We aren’t all lead guitarists in a band. Some of us are bass players. Some of us serve the hotdogs or sell the T-shirts. Heaven help us, some of us are just sitting in the audience enjoying the spectacle. And in fact, why would you want to be the big important one receiving all the attention?
Why would you want to be a celebrity? It’ll break your heart if you watch the lauded and the screamed-at closely enough. They have all the stuff and they have all the attention but they have no joy. They can’t even see the irony attendant in selling a story to a celeb magazine about how impossible it is to have privacy.
Where, if your only talents are doing poor cover versions of limp songs and crying about your grandma whilst a Snow Patrol song plays in the background, are you going to get a sense of self-worth from?
You want the meaning of life?
I point you in the direction of Monty Python:
“Well it’s nothing very special. Try and be nice to people. Avoid eating fat. Read a good book every now and then. Get some walking in. And try and live together in peace and harmony with people of all creeds and nations.”
***
I have recently been watching the BBC adaptation of Tinker Tailor Soldier Spy from 1979 and it has cheered me up enormously.
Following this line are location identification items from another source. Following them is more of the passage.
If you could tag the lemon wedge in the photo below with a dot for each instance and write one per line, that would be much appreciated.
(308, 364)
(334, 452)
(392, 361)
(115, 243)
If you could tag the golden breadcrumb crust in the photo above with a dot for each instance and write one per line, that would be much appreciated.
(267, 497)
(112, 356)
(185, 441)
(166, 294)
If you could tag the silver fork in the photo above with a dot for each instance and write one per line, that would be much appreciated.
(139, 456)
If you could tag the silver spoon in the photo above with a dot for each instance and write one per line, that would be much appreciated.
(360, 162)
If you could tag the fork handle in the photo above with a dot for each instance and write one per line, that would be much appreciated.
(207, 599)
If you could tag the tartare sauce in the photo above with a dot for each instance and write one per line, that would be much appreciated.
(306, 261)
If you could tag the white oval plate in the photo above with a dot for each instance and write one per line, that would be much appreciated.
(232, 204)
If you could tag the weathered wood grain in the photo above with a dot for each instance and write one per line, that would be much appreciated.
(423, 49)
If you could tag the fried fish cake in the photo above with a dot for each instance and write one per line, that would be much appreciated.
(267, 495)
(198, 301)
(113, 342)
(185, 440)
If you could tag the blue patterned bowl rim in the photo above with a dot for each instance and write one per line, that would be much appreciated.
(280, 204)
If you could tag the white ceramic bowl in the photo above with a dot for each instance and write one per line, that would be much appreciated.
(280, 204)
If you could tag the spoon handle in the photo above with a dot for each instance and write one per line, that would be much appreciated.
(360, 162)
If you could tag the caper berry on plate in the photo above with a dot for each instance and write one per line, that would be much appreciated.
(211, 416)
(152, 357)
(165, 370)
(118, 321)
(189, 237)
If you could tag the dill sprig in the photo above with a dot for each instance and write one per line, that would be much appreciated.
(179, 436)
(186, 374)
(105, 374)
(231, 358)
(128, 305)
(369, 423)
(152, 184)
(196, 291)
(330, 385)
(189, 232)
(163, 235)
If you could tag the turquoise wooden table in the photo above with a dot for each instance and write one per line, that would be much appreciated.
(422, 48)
It is a very long time since I read the book, probably when this series was first on the TV in fact at which point I would have been fourteen. And I have never seen the TV adaptation before, though I’ve long been aware of its high reputation.
It is a wonderful and compelling endeavour, the type of which you could never expect to see made for TV today. And it is extraordinarily absorbing for what, when you boil it down, is pretty much 300 minutes of middle-aged white men sitting in rooms, sitting in cars and walking through parks.
The strength is that the characters are fascinating (the four mole suspects are introduced and effortlessly characterised in a wordless two minute sequence at the beginning of the first episode), and the plot is labyrinthine, with frequent, almost episode-long flashbacks.
Brilliantly, the makers of the programme (as was conventional at the time) make no allowances for the viewer. It is assumed that you’re going to watch the whole thing in order, and that you will be capable of remembering who all the characters are and that you can follow dialogue consisting of quite long sentences peppered with authentic-sounding intelligence jargon.
It is magnificent.
The cast is amazing too, but Alec Guinness is the undoubted star as the phlegmatic, implacable moral centre of the story, George Smiley. And saucy old Beryl Reid gets a massive amount out of her brief cameo as Connie Sachs. The whole thing is just a big, faultless, luxurious treat. I have Smiley’s People to look forward to too.
There is a new version of Tinker Tailor Soldier Spy hoving into view. This would en-dreaden me if it was a TV adaptation as I can imagine various diversity checklists being ticked off and tedious things like plot and dialogue being jettisoned in favour of sexified car chases and whatnot.
Happily though this is a movie version directed by Tomas Alfredson whose previous film was the Swedish vampire story Let The Right One In, and the auspices are good.
Gary Oldman as Alec Guinness and Kathy Burke as Beryl Reid? Go on then. I’m in.